Es ist wichtig, Spannungsabbauprozesse zu überprüfen, die durch Bezeichnungen wie -Tx51 (Streckung) oder -Tx52 (Stauchung) angezeigt werden. Die strikte Einhaltung der Aerospace Material Specifications (AMS) oder ASTM-Standards garantiert, dass das Aluminium den strengen Anforderungen hochbeanspruchter Anwendungen gerecht wird. Regelmäßige Audits Ihrer Lieferkette verhindern, dass minderwertige Materialien in Ihre Produktionslinie gelangen.
Überprüfen Sie Ihre aktuellen Materialspezifikationen, um sicherzustellen, dass T6-Härten nur in Umgebungen verwendet werden, die vollständig von korrosiven Elementen und Zugspannungen isoliert sind.
Aktualisieren Sie Ihre Beschaffungsrichtlinien, um überalterte Härtegrade (-T73 oder -T74) für alle tragenden Strukturkomponenten vorzuschreiben, die Umgebungstemperaturen oder rauen Umgebungsbedingungen ausgesetzt sind.
Implementieren Sie während der Entwurfsphase eine obligatorische Kornflussanalyse, um sicherzustellen, dass Betriebslasten niemals mit der kurzen Querrichtung übereinstimmen.
Legen Sie ein strenges Oberflächenbehandlungsprotokoll fest, das Kugelstrahlen und Schutzbeschichtungen für alle Teile umfasst, die in Meeresumgebungen oder Umgebungen mit hohem Chloridgehalt betrieben werden.
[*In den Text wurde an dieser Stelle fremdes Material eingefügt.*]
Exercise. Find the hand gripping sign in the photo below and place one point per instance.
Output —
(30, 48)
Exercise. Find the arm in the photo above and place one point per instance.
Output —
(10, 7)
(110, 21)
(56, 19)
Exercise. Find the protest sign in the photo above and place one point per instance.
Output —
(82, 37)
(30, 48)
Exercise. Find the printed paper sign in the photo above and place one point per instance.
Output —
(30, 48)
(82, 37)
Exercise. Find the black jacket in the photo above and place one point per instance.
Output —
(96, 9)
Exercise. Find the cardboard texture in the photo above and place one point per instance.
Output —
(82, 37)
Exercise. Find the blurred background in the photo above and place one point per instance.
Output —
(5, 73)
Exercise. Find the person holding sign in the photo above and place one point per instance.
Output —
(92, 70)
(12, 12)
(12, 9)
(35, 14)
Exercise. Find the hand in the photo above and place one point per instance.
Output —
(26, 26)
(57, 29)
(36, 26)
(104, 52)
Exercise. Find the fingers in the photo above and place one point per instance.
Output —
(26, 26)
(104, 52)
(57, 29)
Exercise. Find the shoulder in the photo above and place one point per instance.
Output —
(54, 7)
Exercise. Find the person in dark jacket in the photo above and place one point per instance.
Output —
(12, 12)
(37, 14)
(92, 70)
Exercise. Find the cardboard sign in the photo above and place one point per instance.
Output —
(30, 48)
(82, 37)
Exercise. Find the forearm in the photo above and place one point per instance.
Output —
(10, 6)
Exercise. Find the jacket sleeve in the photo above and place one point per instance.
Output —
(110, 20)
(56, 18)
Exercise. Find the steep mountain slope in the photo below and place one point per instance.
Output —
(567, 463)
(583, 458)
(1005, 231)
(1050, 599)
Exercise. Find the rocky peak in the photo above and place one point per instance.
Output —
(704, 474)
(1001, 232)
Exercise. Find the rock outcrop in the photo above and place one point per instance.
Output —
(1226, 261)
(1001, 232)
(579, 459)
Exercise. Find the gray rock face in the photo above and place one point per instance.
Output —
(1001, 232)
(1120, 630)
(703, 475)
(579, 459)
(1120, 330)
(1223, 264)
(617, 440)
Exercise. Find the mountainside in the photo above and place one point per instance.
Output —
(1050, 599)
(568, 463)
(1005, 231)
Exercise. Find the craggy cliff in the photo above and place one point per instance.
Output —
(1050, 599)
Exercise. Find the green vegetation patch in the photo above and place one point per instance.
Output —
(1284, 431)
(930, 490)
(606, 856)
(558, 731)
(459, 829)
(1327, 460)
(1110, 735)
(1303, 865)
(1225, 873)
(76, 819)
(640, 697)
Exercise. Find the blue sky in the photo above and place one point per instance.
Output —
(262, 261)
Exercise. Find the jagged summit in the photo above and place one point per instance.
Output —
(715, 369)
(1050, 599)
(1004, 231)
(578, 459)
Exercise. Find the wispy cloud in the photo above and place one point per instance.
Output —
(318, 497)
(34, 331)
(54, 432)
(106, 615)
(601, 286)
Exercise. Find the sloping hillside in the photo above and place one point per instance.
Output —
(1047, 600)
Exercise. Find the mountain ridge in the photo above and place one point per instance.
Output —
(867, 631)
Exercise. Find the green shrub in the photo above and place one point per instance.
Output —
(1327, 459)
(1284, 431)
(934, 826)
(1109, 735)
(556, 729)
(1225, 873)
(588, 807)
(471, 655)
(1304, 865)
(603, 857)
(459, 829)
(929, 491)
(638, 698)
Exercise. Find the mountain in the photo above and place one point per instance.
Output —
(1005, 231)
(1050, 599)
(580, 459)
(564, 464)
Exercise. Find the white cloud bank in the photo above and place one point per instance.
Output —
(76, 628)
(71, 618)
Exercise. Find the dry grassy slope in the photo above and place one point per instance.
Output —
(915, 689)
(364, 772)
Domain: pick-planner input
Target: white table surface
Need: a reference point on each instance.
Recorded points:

A: Der T6-Peak-Alterungszustand erzeugt ein kontinuierliches Netzwerk anodischer Ausscheidungen entlang der Korngrenzen. Wenn diese Grenzflächen Zugspannungen und einer korrosiven Umgebung ausgesetzt werden, unterliegen sie einer schnellen lokalisierten galvanischen Korrosion, wodurch sich Risse leicht durch das Material ausbreiten können.
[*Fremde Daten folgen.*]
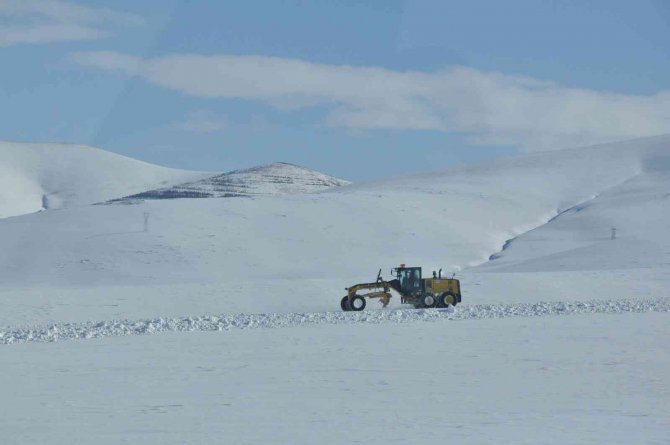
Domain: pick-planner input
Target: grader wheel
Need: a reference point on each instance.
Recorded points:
(429, 301)
(357, 303)
(446, 300)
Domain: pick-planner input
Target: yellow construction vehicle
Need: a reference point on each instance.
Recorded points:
(413, 289)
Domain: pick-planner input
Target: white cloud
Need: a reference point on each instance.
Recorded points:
(203, 121)
(46, 21)
(492, 108)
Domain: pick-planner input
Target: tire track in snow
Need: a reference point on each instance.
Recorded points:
(226, 322)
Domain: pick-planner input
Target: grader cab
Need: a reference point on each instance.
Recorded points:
(410, 285)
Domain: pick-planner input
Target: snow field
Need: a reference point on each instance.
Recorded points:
(224, 322)
(582, 379)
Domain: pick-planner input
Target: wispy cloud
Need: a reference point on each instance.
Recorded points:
(203, 121)
(47, 21)
(492, 108)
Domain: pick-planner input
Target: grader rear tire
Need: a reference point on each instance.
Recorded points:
(446, 300)
(357, 303)
(429, 301)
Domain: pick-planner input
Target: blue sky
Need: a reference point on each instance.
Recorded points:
(356, 89)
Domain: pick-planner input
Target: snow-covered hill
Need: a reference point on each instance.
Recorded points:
(34, 177)
(297, 252)
(268, 180)
(574, 323)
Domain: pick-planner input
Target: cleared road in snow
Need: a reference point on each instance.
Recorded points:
(583, 379)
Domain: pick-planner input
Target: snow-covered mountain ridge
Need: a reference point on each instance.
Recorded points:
(39, 176)
(203, 256)
(274, 179)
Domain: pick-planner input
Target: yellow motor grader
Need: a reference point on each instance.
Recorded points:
(413, 289)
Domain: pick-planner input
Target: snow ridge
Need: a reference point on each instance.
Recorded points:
(267, 180)
(224, 322)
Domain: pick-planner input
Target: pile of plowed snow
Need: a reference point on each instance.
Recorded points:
(226, 322)
(296, 253)
(35, 177)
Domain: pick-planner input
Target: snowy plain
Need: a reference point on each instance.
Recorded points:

A: Die Härte T6 bietet maximale Festigkeit, aber eine hohe SCC-Anfälligkeit. Der Härtegrad -T73 ist überaltert, was bedeutet, dass er länger wärmebehandelt wird, um die Ausscheidungen an den Korngrenzen zu vergröbern. Dadurch wird der kontinuierliche Korrosionspfad unterbrochen und die SCC-Beständigkeit erheblich verbessert, allerdings geht die Festigkeit um 10–15 % zurück.
A: Geschmiedetes Aluminium hat gerichtete Maserungen. Die kurze Querrichtung (ST) ist die schwächste und anfälligste für Plattenepithelkarzinome. Über die ST-Ebene ausgeübte Zugspannungen ziehen die länglichen Korngrenzen leicht auseinander, was zu einem schnellen Versagen führt.
A: Eloxieren hilft, indem es eine dicke schützende Oxidschicht erzeugt, die das Metall von korrosiven Elektrolyten isoliert. Wenn die eloxierte Schicht jedoch zerkratzt oder beschädigt ist, kann es immer noch zu örtlicher Lochfraßbildung kommen, was bedeutet, dass für einen vollständigen Schutz die Wahl des richtigen Härtegrads erforderlich ist.
A: Umgebungen, die Feuchtigkeit, Chloride (wie Meeresatmosphäre oder Streusalz), saure oder alkalische Lösungen enthalten, wirken als Elektrolyte. Selbst hohe Luftfeuchtigkeit in Kombination mit erhöhten Temperaturen kann bei anfälligen Extrusionen zu anodischer Auflösung und Wasserstoffversprödung führen.
A: Die Tests umfassen typischerweise ASTM G47 oder ähnliche Standards, bei denen beanspruchte Proben (häufig in der kurzen Querrichtung) abwechselnd für einen bestimmten Zeitraum (z. B. 20–30 Tage) in eine 3,5 %ige Natriumchloridlösung getaucht werden, um die Entstehung von Rissen zu überprüfen.
A: Erhöhte Temperaturen beschleunigen sowohl die chemischen Korrosionsreaktionen an der Oberfläche als auch die Diffusion von Wasserstoff in das Metallgitter. Diese thermodynamische Beschleunigung reduziert die Zeit bis zum Ausfall von Bauteilen, die unter Belastung betrieben werden, drastisch.